The Lockean notion of a property right in the fruits of one’s labor should not, in my opinion, ever be relinquished to the authority of the government as a privilege—which is what a monopoly technically is—rather than asserted and protected as an expression of our Natural Rights as individuals.  As May and Cooper demonstrate, both physical and intellectual property act to define and limit the role of government, which is entirely consistent with American constitutionalism, whereas fostering monopolies is anathema to those principles. Government’s mandate to protect both types of property, the authors argue, acts as a hedge against “centralized decision-making,” which is to say a society that is not composed of free-thinking individuals. There is no question that May and Cooper approach their argument for the foundation of IP from a libertarian/conservative perspective of limiting the power of government; and this is actually refreshing inasmuch as I have never quite understood those academics of the same political stripe, who have lately portrayed copyright as a government-granted privilege.  That seems to me like surrendering considerable ideological territory in a way that is inconsistent with the advocacy of limited government.

At the same time, for those of us who lean more politically left, I would add that I believe the fruits of one’s labor principle also acts to limit the power of capital, which is particularly relevant today when so many people are frustrated to the point of concluding that capitalism is only capable of producing wealth consolidation, a foundering middle class, and corporate control of government itself.  In the same way that I would advocate fixing capitalism rather than throwing out the proverbial baby with the bathwater, I would point out that the fruits of one’s labor concept—as it is specifically expressed through intellectual property—really implies a much larger social contract than the incentives of copyright and patent holders.

The idea that your labor is your own until you provide its fruits in fair trade to someone else is the basis of every hard-won labor and civil right—because these rights are often intertwined—over the worst abuses of either corporate owners or government agencies.  This is also consistent with the views of the Founders, who sought to foster neither an intrusive government nor a new nobility that would give rise to new forms of feudalism.  And because too little of the former provides opportunity for the latter, and vice versa, it is our fate to constantly seek to balance these opposing forces.  Hence, the fruits of labor right vested in every individual citizen acts as a balancing force against both extremes; and IP rights are merely one specific expression of this much larger principle.  Even free speech itself is an extension of this Lockean principle that the individual has a property in his person.

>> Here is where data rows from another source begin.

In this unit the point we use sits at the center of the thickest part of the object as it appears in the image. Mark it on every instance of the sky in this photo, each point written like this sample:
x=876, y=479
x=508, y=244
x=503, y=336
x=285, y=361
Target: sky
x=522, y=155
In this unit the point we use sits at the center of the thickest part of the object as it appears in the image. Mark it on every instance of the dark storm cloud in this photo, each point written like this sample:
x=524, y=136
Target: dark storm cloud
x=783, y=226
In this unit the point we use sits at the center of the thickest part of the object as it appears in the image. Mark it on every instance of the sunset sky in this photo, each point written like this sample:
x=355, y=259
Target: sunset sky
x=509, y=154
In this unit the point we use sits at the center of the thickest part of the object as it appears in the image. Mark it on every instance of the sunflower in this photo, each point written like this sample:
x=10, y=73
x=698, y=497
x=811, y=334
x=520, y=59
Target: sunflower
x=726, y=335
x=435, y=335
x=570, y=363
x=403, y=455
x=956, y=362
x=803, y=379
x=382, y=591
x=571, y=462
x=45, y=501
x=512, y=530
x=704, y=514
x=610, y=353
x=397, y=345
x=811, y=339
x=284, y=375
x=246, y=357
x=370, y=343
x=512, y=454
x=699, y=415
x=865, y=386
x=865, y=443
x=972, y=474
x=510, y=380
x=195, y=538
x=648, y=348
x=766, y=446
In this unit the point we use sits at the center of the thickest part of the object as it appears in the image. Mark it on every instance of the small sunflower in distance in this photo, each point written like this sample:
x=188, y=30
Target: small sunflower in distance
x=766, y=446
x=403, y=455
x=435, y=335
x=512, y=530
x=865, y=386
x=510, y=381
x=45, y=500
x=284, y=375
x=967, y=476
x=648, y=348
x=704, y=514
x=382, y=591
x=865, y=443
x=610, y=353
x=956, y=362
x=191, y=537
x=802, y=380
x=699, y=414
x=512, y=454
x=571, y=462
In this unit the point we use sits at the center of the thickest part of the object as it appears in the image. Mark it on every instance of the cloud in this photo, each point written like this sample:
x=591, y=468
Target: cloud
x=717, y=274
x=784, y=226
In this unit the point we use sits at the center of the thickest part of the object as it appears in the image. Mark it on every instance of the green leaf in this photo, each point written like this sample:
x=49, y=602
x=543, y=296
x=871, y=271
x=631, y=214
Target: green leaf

With 1% of the population owning more than 50% of the nation’s wealth; with direct assaults on labor rights in certain regions and economic sectors; with technologies threatening to devalue human work in various ways; and with extreme examples of certain corporate owners getting away with imposing their own morals on employees, this is a terrible time to be calling intellectual property a government granted monopoly.  I would never want to cede the logical conclusion of that argument, to suggest that every citizen’s right to the fruits of his or her labor is in any way a privilege, which may be argued away on the basis of apparent utility alone.  Ultimately, we’re talking about a human right that was forged in the crucible of a century and a half of English civil strife over religion and the divine right of kings.  It may be just a short sentence in the Constitution, but it has a long and bloody intellectual pedigree.